Prior to the laboratory collection of saliva, participants were instructed to refrain from caffeine and/or nicotine for at least 4 h and alcohol for at least 24 h. Saliva was collected between 9:00 and 11:00. to minimize circadian differences. The UFR was obtained by measuring the amount of saliva collected using the spitting method for 10 min while the patient was resting. After a 2-min pre-stimulation period to remove saliva retained in the ducts, the SFR was determined by measuring the amount of saliva collected while chewing gum for 5 min with habitual chewing of 1 g of gum base. The UFR and SFR were expressed in mL/min (37).

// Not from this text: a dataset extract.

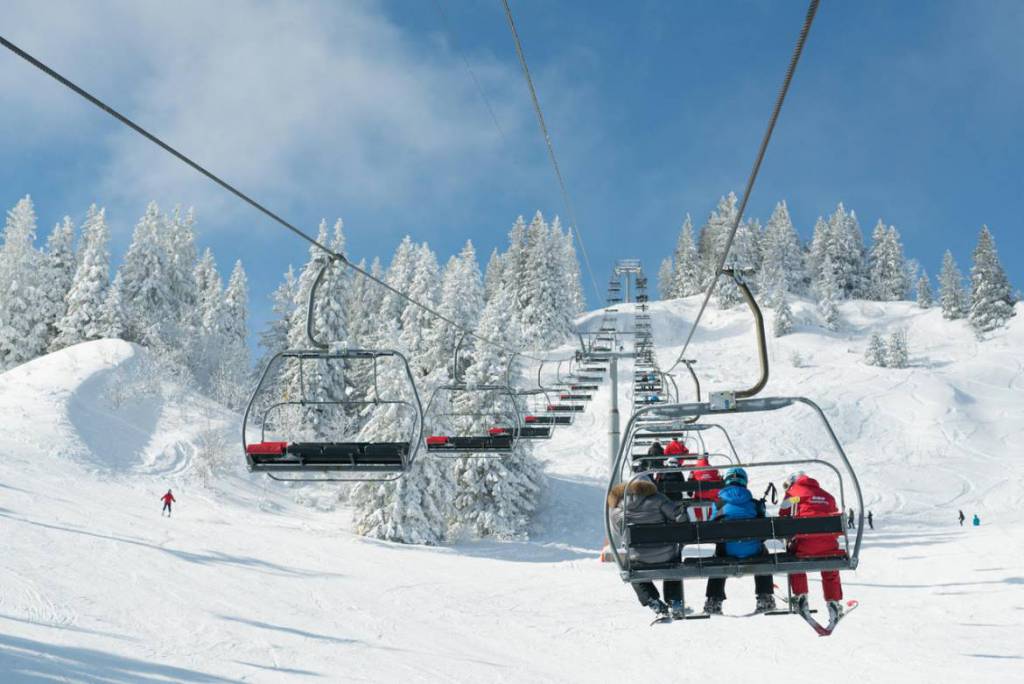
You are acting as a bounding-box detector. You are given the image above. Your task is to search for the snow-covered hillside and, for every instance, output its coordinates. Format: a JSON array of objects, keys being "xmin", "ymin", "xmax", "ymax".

2.4 Salivary pH and salivary buffer capacity

We used GC Saliva Check Buffer kits (GC Company) to determine the salivary pH and buffer capacity. The kits contained in-vitro pH test strips, saliva dispensing cups, wax gum pieces for saliva stimulation, saliva dispensing pipettes, buffer test strips, and a testing chart for determining the pH and saliva buffer capacity. After measuring UFR, a salivary pH test strip was inserted into the unstimulated whole saliva, which in turn was placed into the sample of resting saliva for 10 s. A pH value of 6.8 or higher corresponds to healthy saliva, whereas a value lower than 6.6 is characterized as acidic.

The saliva buffering capacity was measured using a pipette to drop the collected unstimulated whole saliva onto three areas of the test strip. After 2 min, the colors that appeared in the three areas were scored as follows: green, 4 points; green/blue, 3 points; blue, 2 points; red/blue, 1 point; and red, 0 points. The result was interpreted using the scheme in the kit, wherein each total value corresponds to a degree of salivary buffer capacity, as follows: 0–5, very low; 6–9, low; and 10–12, normal.

2.5 Assay of cortisol, DHEA, and chromogranin A

Salivary cortisol, DHEA, and chromogranin A were obtained from stimulated whole saliva samples. Human salivary cortisol was measured using radioenzyme immunoassay (Diagnostics Biochem Canada Inc.) using a commercial enzyme-linked immunosorbent assay (ELISA) kit according to the manufacturer’s instructions. We used an ELISA kit (MyBiosource) to measure the DHEA hormone and the Human Chromogranin A ELISA Kit (MyBiosource) to measure the chromogranin A levels. The saliva samples were kept on ice and stored at -20°C until analysis. On the day of analysis, saliva samples were centrifuged for 10 min at 2000 × g to remove particulate material. All samples were processed in triplicate during the same assay. Statistical analyses were conducted using the average of the three repeated measurements.

2.6 Statistics

The data were analyzed using the Statistical Package for the Social Sciences (SPSS) for Windows (version 26.0; IBM Corp.). Descriptive statistics were reported as mean ± standard deviation or numbers with percentages where appropriate. To analyze the distribution of discontinuous data, we used the χ2 and Bonferroni tests for the equality of proportions. Analysis of variance and Tukey’s post-hoc test were used to compare the values of parameters among the healthy control, gingivitis, and periodontitis groups. Spearman’s correlation analysis was used to determine factors associated with psychological stress and the relationships among stress-related neuroendocrine factors. The correlation coefficients (r) indicate the strength of the correlation and range between -1 and 1; the closer the absolute value of r is to 1, the stronger is the relationship.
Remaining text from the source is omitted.